Pytanie brzmi: Dlaczego medycyna oficjalnie wciąż szuka sposobów na leczenie chorób, skoro sposoby na absolutne wyleczenie z wielu przypadłości są znane od tysięcy lat. Oni mają nas leczyć, a nie wyleczyć. Ale leczenie na ogół polega na wykańczaniu innej części ciała, która zaczyna chorować za czas jakiś, więc nikomu nie przychodzi do głowy, że zachorował z przyczyny takiej, iż miał zachorować, by znowu musieć się leczyć. Najlepszym przykładem są szczepionki - największe medyczne oszustwo.
„Na początku było słowo, a słowo było u Boga” , to SŁOWO, to właśnie częstotliwość drgań fali, bo wszystko co jest, jest zbudowane z zagęszczonego płynnego światła świadomości Boga (z tego światła złożone są obrazy naszych myśli), dlatego się mówi, że wszystko jest jednością, a cała wiedza Boga jest dostępna każdemu, zawsze i wszędzie, jeśli tylko ten zechce ją sobie uświadomić, a w zasadzie przypomnieć, bo ona jest w nim.
Wrócę jeszcze do sprawy szczepionek, bo ktoś może się pultać, że bredzę. Otóż badania potwierdzają, że szczepionki prawie nigdy nie pomagają ludziom ani zwierzętom, a wręcz zazwyczaj całe rzesze zapadają na różne dolegliwości poszczepionkowe, a nawet umierają. Żaden świadomy tego lekarz, nie poddaje się szczepieniom, ale nie robi nic, by odwieść od tego pacjentów - mówiąc w wielkim uproszczeniu, bo straciłby pracę, gdyby okazał się oporny na współpracę.

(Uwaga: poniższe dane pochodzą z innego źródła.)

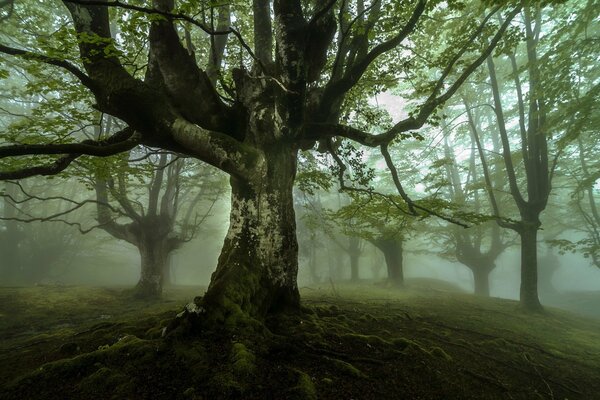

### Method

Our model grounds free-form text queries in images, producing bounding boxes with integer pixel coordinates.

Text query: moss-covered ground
[0,281,600,400]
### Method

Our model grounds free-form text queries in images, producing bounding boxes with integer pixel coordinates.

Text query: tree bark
[135,240,168,298]
[471,266,493,297]
[0,183,22,285]
[375,239,404,286]
[519,223,543,311]
[348,236,360,282]
[202,142,300,326]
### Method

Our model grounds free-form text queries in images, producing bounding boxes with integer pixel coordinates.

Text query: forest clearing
[0,280,600,399]
[0,0,600,400]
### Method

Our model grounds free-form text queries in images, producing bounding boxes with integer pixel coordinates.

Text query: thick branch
[0,44,96,91]
[320,0,427,116]
[172,118,264,182]
[0,128,140,158]
[304,7,520,147]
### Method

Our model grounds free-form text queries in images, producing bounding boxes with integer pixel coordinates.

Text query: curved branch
[304,6,521,147]
[0,44,96,90]
[0,128,140,161]
[320,0,427,119]
[0,154,81,181]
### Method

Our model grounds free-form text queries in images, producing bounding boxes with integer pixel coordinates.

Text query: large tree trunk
[519,223,542,311]
[202,143,300,326]
[0,183,22,285]
[375,239,404,286]
[135,231,170,299]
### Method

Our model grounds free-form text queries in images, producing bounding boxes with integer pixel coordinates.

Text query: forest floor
[0,280,600,400]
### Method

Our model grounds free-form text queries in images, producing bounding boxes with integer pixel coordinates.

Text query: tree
[0,0,520,325]
[94,148,221,298]
[329,196,412,286]
[440,132,508,296]
[466,2,598,311]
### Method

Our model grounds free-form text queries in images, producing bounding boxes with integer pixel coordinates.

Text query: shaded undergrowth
[0,282,600,399]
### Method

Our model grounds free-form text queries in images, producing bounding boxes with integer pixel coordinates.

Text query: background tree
[0,0,519,322]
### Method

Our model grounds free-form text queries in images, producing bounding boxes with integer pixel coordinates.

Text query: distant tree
[0,0,520,322]
[94,134,224,298]
[328,195,413,286]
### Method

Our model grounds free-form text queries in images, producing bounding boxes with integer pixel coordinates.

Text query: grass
[0,280,600,400]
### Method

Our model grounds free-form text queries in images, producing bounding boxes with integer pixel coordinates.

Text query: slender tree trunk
[348,236,360,282]
[376,239,404,286]
[308,241,321,283]
[163,252,174,288]
[471,265,493,297]
[202,143,300,326]
[0,183,22,285]
[519,223,542,311]
[135,236,169,299]
[350,252,360,282]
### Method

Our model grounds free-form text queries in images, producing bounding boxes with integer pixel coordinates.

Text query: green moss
[286,370,317,400]
[340,333,392,347]
[326,357,366,378]
[429,346,452,361]
[392,338,418,351]
[77,367,128,392]
[230,342,256,378]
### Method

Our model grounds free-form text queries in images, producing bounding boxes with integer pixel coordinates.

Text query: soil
[0,281,600,400]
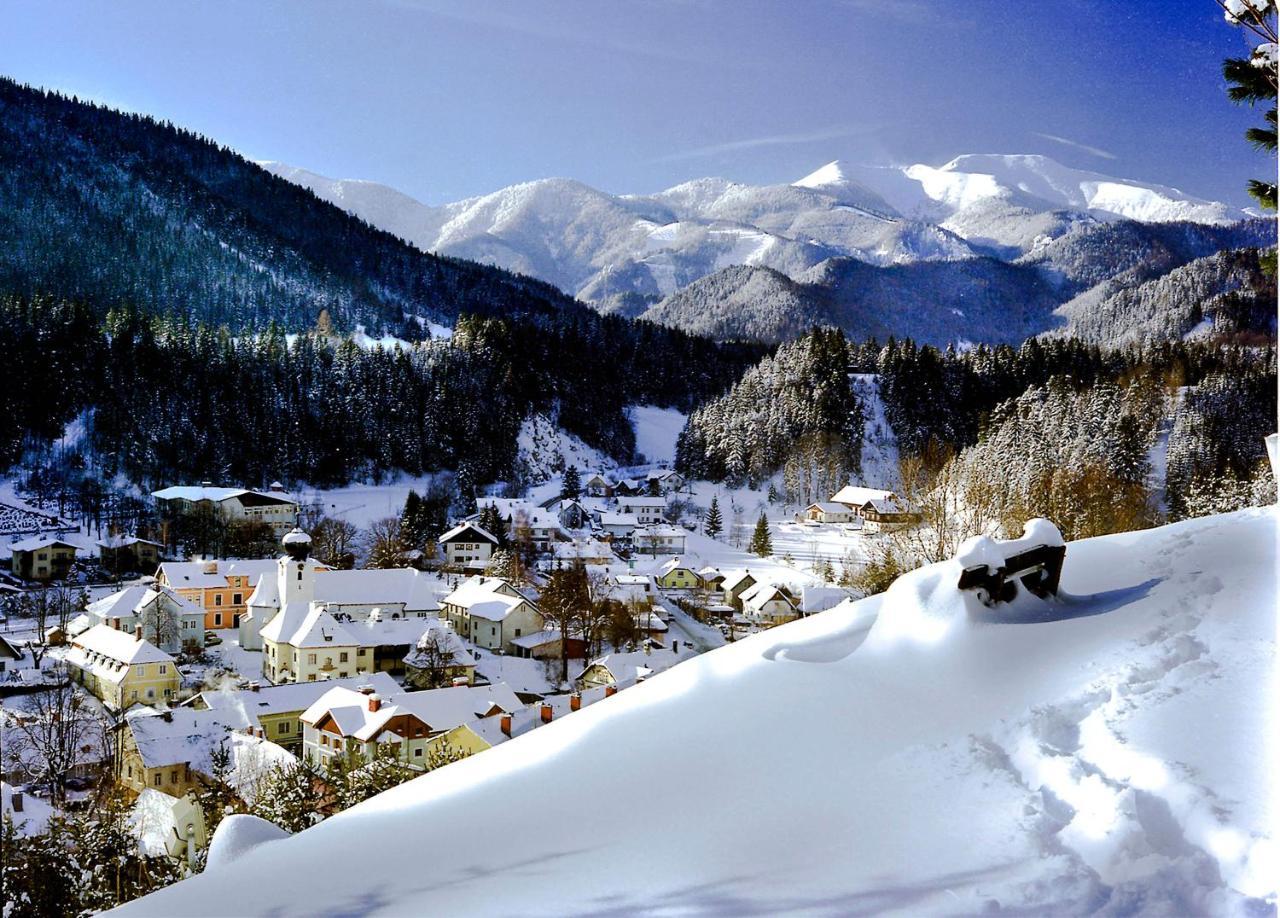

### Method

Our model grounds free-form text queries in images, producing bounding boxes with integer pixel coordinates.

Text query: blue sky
[0,0,1274,205]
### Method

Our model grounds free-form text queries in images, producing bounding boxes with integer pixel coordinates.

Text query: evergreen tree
[750,511,773,558]
[703,497,724,539]
[561,465,582,501]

Co roku opętani jesteśmy kampanią straszenia nas nadciągającą pandemią virusa Grypy. Zawsze zanim grypka wyjdzie na dwór, namawiani jesteśmy do szczepienia. I teraz czytelniku pomyśl logicznie. Każdego roku virus ten ma inną formę, więc szczepionka z zeszłego roku nijak nie może pomóc w jego zwalczeniu w roku następnym. Nikt też nie jest w stanie przewidzieć jaki szczep się stworzy, więc także nikt nie ma prawa znać nań antidotum. Czemu zatem ONI wiedzą, albo raczej skąd ONI wiedzą co nas uleczy, proponując nam szczepionki, albo ewentualnie czemu kłamią, że wiedzą?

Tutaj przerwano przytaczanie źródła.